High brightness attosecond x-ray free electron lasers based on wavefront control

Peer-Reviewed Publication

Ultrafast Science

Figure 1. The layout for attosecond x-ray pulses generation (a) by using a wavefront rotation laser (b) generated through a double-grating configuration (c).

image: The layout for attosecond x-ray pulses generation (a) by using a wavefront rotation laser (b) generated through a double-grating configuration (c). view more 

Credit: Ultrafast Science

Ultrafast science has made great advances in recent years. Attosecond pulses with photon energies lying in the soft x-ray range corresponding to the fundamental absorption edges of matter, permit the studiesy of electron dynamics in live biological samples and next-generation semiconductor materials, such as diamond and graphene. The urgent need of intense attosecond pulses at x-ray wavelengths, especially in the water-window range, has promoted the development of attosecond x-ray free-electron lasers (FELs). A common method for producing ultrafast pulses is the enhanced self-amplified spontaneous emission (ESASE) technique, and there are many improvements based on the ESASE to further enhance the peak power or shorten the pulse duration.
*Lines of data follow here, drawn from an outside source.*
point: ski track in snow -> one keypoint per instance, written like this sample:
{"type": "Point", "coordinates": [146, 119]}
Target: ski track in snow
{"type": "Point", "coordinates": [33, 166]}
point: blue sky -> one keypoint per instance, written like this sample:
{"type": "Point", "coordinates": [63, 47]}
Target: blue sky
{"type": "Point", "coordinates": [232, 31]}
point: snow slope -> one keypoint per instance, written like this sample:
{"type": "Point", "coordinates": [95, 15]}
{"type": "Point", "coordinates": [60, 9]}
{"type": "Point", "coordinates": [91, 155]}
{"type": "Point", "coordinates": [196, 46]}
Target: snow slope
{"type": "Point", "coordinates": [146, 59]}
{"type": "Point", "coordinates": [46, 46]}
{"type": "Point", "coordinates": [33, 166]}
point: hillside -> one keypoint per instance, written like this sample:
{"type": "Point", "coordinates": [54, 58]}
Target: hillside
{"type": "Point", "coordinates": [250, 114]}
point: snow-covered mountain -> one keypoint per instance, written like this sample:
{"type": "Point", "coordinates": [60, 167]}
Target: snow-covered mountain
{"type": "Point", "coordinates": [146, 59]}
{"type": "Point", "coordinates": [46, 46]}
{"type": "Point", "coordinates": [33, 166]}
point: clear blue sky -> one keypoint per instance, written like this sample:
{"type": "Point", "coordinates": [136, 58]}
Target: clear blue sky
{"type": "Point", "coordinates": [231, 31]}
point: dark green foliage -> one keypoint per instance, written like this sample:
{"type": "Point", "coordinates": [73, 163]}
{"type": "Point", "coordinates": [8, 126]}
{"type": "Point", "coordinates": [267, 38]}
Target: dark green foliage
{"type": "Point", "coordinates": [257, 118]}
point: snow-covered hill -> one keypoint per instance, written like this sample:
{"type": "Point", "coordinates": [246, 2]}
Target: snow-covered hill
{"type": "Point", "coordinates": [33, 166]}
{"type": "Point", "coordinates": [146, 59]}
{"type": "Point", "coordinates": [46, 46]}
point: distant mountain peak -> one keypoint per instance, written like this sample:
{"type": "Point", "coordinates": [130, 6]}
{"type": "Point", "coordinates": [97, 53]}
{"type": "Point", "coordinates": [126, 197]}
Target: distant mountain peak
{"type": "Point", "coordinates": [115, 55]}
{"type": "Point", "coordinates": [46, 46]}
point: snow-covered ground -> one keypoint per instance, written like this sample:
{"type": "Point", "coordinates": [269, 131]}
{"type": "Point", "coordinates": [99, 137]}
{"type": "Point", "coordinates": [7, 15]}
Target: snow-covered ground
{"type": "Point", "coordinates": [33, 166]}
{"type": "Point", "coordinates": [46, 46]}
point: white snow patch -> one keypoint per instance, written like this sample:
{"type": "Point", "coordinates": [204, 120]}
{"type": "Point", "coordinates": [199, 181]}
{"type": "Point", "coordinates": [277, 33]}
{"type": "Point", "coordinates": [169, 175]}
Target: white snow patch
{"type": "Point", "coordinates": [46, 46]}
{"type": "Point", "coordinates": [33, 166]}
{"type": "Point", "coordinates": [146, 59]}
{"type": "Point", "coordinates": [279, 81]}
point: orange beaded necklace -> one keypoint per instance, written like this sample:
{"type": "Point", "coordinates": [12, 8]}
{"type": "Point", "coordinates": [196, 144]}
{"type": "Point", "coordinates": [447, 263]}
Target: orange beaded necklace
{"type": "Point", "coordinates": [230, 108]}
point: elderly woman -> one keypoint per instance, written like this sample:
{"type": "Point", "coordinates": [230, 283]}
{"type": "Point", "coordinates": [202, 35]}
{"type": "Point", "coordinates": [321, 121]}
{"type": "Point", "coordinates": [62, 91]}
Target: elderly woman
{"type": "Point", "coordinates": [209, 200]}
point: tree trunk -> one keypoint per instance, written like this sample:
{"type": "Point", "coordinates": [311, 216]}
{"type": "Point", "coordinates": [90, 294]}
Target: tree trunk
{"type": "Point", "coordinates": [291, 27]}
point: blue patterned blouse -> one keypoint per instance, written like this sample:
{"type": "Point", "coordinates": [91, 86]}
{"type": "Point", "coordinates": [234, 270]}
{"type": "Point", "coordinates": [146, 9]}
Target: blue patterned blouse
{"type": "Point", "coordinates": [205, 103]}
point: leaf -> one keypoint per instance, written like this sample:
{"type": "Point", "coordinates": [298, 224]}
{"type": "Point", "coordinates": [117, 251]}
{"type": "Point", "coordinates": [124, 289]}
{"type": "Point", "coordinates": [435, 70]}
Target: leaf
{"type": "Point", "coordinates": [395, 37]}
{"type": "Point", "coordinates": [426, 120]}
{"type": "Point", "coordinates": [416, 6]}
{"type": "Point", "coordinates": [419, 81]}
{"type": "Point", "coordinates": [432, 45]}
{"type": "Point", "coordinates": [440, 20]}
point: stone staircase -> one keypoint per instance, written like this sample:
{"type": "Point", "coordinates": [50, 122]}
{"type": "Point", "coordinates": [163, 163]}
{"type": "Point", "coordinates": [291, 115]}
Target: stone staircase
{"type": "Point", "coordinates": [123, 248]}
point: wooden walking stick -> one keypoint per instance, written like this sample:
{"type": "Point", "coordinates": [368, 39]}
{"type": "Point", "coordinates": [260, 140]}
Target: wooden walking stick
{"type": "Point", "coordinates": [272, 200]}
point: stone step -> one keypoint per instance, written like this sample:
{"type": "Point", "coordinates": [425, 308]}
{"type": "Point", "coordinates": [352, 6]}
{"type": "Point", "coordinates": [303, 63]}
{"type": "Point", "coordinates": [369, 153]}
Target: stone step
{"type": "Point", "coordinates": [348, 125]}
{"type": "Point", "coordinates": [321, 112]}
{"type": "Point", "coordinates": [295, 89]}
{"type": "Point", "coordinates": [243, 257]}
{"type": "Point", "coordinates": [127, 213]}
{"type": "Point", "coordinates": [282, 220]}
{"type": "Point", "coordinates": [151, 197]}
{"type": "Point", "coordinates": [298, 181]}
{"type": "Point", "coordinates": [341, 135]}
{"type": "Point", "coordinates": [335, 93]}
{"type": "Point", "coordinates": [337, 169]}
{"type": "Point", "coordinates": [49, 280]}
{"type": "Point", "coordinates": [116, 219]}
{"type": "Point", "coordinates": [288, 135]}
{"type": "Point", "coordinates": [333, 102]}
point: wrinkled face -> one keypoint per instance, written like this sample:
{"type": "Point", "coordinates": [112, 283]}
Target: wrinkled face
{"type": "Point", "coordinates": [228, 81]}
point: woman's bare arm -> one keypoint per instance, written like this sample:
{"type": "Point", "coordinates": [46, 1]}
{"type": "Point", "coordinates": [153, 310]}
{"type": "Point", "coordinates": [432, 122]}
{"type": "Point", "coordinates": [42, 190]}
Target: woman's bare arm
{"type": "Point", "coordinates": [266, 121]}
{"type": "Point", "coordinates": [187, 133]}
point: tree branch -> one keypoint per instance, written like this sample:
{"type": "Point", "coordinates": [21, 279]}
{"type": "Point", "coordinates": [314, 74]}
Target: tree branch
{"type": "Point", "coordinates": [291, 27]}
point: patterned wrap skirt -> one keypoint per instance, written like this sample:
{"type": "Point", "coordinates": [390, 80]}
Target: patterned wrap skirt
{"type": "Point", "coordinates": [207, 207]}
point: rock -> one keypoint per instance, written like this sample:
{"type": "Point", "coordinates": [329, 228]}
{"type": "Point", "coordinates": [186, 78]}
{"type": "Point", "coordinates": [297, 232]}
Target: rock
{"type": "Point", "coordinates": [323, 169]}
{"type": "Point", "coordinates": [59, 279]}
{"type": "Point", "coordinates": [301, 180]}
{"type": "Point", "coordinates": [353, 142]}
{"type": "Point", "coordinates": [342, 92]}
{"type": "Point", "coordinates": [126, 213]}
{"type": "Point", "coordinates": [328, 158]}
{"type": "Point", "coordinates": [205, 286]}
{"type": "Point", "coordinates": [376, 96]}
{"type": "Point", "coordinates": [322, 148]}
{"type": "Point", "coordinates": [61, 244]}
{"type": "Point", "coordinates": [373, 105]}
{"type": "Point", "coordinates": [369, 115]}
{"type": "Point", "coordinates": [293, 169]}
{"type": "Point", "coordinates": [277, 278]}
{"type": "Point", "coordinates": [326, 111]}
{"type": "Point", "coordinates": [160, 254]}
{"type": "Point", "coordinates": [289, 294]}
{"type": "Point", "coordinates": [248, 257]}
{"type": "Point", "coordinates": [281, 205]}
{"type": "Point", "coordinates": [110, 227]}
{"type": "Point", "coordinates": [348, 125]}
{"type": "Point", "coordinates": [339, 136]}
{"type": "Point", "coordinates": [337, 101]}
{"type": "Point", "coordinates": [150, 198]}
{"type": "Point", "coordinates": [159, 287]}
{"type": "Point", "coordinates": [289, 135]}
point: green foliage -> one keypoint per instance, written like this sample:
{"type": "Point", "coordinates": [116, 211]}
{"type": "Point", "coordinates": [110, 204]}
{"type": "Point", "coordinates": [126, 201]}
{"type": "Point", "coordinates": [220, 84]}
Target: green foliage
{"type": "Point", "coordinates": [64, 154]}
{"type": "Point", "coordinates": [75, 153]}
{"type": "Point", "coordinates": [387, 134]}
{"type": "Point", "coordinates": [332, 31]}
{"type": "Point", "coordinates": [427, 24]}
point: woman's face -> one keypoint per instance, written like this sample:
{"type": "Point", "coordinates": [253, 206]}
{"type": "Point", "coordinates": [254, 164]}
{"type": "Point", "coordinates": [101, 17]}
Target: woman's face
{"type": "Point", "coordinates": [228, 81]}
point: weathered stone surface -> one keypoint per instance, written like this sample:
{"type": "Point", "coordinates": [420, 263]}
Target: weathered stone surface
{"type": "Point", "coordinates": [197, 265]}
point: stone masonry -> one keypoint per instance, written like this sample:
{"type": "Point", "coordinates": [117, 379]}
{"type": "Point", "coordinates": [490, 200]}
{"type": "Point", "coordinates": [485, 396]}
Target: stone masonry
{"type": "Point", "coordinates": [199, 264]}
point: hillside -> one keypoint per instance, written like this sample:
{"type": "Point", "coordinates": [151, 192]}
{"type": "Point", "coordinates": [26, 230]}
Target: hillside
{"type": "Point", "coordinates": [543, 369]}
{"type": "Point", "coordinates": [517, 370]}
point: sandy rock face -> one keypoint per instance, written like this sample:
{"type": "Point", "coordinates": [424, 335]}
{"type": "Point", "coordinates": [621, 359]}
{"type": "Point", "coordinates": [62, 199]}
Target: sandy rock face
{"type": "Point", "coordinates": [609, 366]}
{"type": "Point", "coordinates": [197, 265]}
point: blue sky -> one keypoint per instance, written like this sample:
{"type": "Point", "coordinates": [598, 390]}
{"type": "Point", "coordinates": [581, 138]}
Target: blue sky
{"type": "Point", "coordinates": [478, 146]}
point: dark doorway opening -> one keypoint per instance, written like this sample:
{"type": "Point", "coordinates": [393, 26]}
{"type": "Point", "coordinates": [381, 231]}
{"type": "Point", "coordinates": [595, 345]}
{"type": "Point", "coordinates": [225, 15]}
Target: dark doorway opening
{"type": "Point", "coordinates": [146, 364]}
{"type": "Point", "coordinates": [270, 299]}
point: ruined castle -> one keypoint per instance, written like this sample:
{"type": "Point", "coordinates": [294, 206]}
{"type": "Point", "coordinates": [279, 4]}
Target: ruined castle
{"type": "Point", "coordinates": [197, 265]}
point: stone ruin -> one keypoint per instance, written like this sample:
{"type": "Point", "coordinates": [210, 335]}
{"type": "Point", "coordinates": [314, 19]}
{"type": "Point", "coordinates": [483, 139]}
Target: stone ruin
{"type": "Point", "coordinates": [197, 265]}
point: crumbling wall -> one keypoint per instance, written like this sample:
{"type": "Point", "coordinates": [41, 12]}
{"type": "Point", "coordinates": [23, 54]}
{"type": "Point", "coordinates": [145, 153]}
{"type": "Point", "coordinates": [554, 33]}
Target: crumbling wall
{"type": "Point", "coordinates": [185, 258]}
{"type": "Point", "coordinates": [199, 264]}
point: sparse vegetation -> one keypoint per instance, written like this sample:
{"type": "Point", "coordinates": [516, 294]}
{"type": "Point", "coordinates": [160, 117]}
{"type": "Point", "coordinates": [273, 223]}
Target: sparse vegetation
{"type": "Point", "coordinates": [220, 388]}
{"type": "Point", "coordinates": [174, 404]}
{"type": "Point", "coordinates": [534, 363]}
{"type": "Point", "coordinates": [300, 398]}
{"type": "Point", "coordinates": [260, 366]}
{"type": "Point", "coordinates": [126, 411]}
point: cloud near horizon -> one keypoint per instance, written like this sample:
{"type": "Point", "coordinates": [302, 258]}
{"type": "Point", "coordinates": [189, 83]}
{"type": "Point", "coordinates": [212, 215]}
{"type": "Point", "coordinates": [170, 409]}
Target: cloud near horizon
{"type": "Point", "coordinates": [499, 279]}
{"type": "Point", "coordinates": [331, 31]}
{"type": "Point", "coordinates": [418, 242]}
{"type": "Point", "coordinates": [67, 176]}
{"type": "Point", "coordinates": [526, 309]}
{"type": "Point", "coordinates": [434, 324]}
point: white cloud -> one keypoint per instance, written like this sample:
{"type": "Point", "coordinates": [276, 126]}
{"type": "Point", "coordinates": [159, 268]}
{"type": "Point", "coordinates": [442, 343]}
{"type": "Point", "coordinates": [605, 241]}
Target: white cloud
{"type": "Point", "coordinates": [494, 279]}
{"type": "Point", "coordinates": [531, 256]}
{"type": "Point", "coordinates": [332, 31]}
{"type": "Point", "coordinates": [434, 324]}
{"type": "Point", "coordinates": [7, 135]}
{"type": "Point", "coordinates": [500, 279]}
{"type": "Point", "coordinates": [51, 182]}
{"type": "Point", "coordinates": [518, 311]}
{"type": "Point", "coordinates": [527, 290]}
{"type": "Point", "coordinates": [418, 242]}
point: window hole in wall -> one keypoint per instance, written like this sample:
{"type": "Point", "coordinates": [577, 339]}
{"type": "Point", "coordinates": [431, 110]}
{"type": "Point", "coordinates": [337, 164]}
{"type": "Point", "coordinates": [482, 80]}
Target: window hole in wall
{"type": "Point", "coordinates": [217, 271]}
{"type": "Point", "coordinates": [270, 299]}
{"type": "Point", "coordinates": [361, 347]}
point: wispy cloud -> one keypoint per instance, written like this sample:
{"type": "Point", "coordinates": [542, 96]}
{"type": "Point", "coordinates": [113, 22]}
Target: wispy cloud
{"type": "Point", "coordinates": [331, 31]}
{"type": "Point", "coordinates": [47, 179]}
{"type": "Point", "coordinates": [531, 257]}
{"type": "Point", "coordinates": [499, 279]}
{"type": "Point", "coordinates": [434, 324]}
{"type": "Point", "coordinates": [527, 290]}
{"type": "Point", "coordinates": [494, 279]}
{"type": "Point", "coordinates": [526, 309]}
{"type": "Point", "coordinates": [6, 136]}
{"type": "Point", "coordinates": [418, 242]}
Whereas, it is still very challenge to generate stable and isolated x-ray pulses with durations of several tens of attoseconds since SASE starts from electron beam shot noise and the shortest pulse duration is eventually limited by the slippage length. To overcome these problems, several methods based on the echo-enabled harmonic generation (EEHG) have been proposed. However, in these methods, few-cycle laser pulses are generally required, leading to additional challenges for the laser generation and transmission.

The authors propose a simple and feasible method based on EEHG to generate intense isolated x-ray pulses covering the water-window range with a duration of tens of attoseconds. The schematic of the proposed scheme is similar to the conventional EEHG setup as shown in Fig. 1. The difference is that the second seed laser is replaced by a wavefront rotation (WFR) laser, i.e., the seed laser is sent through a dispersion element, e.g., double gratings, to induce spatiotemporally coupling and control the wavefront of the beam. The function of WFR laser is to tailor the longitudinal profile of the radiation pulse. Due to the sensitivity of seeded FEL to external lasers, this method can effectively inhibit the bunching on both sides while preserving an isolated bunching in the middle (see Fig. 2). The generated isolate attosecond pulses are natural synchronization to external lasers, making them capable of driving high resolution pump-probe experiments and providing a new avenue for attosecond sciences. Comparing with previous methods with few-cycle lasers, the proposed method only requires a 100 fs conventional laser, which greatly relaxes the requirements on for the seed laser and makes it reliable based on currently existing FEL facilities.

This kind of coherent x-ray light sources can make it possible to study the electronic dynamic of the valence electrons of which the time scale is about 100 attoseconds and may open up a new frontier of ultrafast science.